Gifted/ Twice Exceptional
Gifted & Twice-Exceptional Learners
Being gifted doesn't always look the way people expect. Some of the brightest students are also the most misunderstood, struggling in school despite obvious intelligence, labeled as lazy or unmotivated, or quietly falling behind while everyone assumes they're fine. These students are often described as twice-exceptional, or 2e, meaning they are both intellectually gifted and have a co-occurring learning difference such as ADHD, dyslexia, autism spectrum disorder, or another neurodevelopmental condition.
The term "twice-exceptional" captures something important: these students experience the world in two directions at once. Their strengths are real. Their challenges are real. And the interaction between the two is what makes them so easy to miss.
Why are twice-exceptional students often unidentified?
Twice-exceptional students are frequently overlooked, not because no one is paying attention, but because the systems designed to identify struggle weren't built with them in mind. A student who scores in the superior range on some measures but significantly below average on others can confuse an evaluation process built to find straightforward patterns. Their gifts compensate for their challenges just enough to keep them out of the "concern" category, while their challenges prevent them from ever reaching their potential.
The result is a student who is bright enough that no one intervenes, but struggling enough that school feels exhausting, frustrating, and demoralizing. Common presentations include:
The student who is clearly intellectually capable but chronically disorganized, emotionally dysregulated, or socially out of step with peers
The child who reads far above grade level but can't get their ideas onto paper, or who excels verbally but falls apart on written tests
The student whose giftedness has masked a learning disability for years, identified as "not working to potential" rather than as someone who genuinely needs support
The adolescent who has compensated through sheer effort and intelligence, but is now burning out as academic demands outpace their coping strategies
Why a thorough evaluation matters
Standard school evaluations are not designed to identify twice-exceptionality. They assess individual domains in isolation and are primarily focused on eligibility for services rather than on understanding the full cognitive profile of a complex learner.
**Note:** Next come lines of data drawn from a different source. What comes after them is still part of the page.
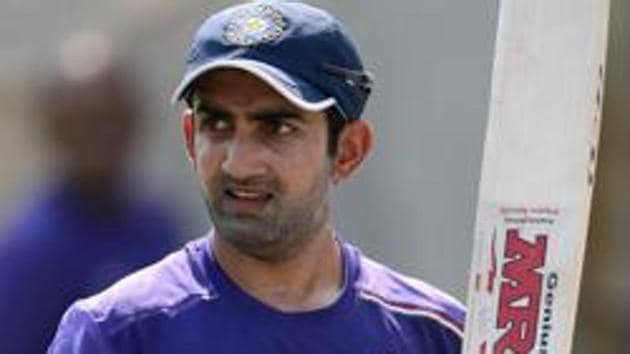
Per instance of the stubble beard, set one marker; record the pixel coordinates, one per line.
(283, 228)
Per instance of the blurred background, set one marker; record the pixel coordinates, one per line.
(413, 205)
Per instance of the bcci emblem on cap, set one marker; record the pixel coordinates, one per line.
(252, 26)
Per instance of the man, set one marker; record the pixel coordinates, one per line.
(274, 92)
(84, 229)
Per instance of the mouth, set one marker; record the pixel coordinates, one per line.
(246, 201)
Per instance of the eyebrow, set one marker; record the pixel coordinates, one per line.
(272, 114)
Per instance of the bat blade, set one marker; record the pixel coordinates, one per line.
(537, 176)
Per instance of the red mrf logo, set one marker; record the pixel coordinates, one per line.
(520, 293)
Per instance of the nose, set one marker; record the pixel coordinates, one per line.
(245, 158)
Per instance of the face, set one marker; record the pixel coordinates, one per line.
(262, 162)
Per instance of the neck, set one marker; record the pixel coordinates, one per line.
(310, 280)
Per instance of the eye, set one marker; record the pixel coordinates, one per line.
(214, 123)
(218, 124)
(283, 128)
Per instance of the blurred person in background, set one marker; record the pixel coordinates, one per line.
(86, 229)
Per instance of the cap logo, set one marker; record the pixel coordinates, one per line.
(255, 25)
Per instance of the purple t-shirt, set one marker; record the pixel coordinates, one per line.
(186, 304)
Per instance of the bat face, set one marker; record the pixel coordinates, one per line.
(537, 176)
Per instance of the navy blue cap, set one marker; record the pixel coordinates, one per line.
(304, 53)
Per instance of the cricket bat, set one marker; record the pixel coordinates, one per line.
(537, 176)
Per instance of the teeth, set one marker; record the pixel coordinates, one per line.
(248, 194)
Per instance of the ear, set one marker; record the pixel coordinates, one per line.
(188, 128)
(355, 143)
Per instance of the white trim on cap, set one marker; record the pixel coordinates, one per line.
(253, 67)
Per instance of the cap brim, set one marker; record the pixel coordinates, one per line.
(297, 91)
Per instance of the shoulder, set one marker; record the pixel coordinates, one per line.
(167, 287)
(407, 297)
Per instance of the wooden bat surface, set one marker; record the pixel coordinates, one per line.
(537, 176)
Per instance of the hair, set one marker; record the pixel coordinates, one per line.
(336, 122)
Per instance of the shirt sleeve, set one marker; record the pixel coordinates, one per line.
(78, 333)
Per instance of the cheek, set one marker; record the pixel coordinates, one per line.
(306, 166)
(207, 160)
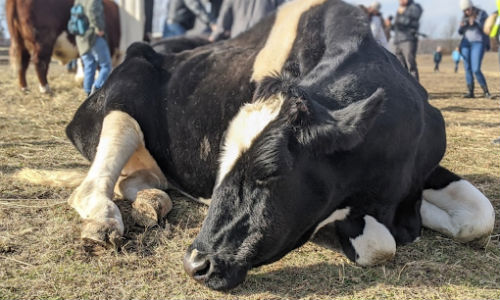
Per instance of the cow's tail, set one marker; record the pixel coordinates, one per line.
(453, 206)
(15, 35)
(52, 178)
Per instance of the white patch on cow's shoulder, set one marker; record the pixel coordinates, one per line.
(204, 148)
(337, 215)
(64, 51)
(459, 210)
(281, 38)
(244, 128)
(375, 245)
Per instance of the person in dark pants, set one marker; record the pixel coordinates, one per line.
(406, 25)
(93, 47)
(182, 15)
(473, 46)
(438, 56)
(237, 16)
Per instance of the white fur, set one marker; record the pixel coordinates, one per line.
(459, 210)
(64, 51)
(337, 215)
(375, 245)
(120, 137)
(244, 128)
A neuropsychological evaluation at Clary Clinic looks at the whole picture, including:
Comprehensive cognitive and intellectual assessment, including identification of both superior abilities and areas of significant weakness
Processing speed, working memory, executive functioning, and attention
Academic achievement across reading, writing, and mathematics
Emotional and behavioral functioning, including anxiety and self-concept
Assessment for co-occurring conditions such as ADHD, autism, or specific learning disabilities
This integrated approach produces recommendations that honor both sides of who a twice-exceptional student is, not just what they need support with, but what they're capable of when the right conditions are in place.
What evaluation makes possible
A clear, comprehensive evaluation opens doors that might otherwise be closed. It provides the documentation needed for school accommodations, IEP or 504 planning, and gifted programming. It gives students language for their own experience, which, for many, is quietly transformative. And it gives families and educators a roadmap for supporting a learner whose needs don't fit neatly into a single box.
Twice-exceptional students don't need less. They need the right kind of more.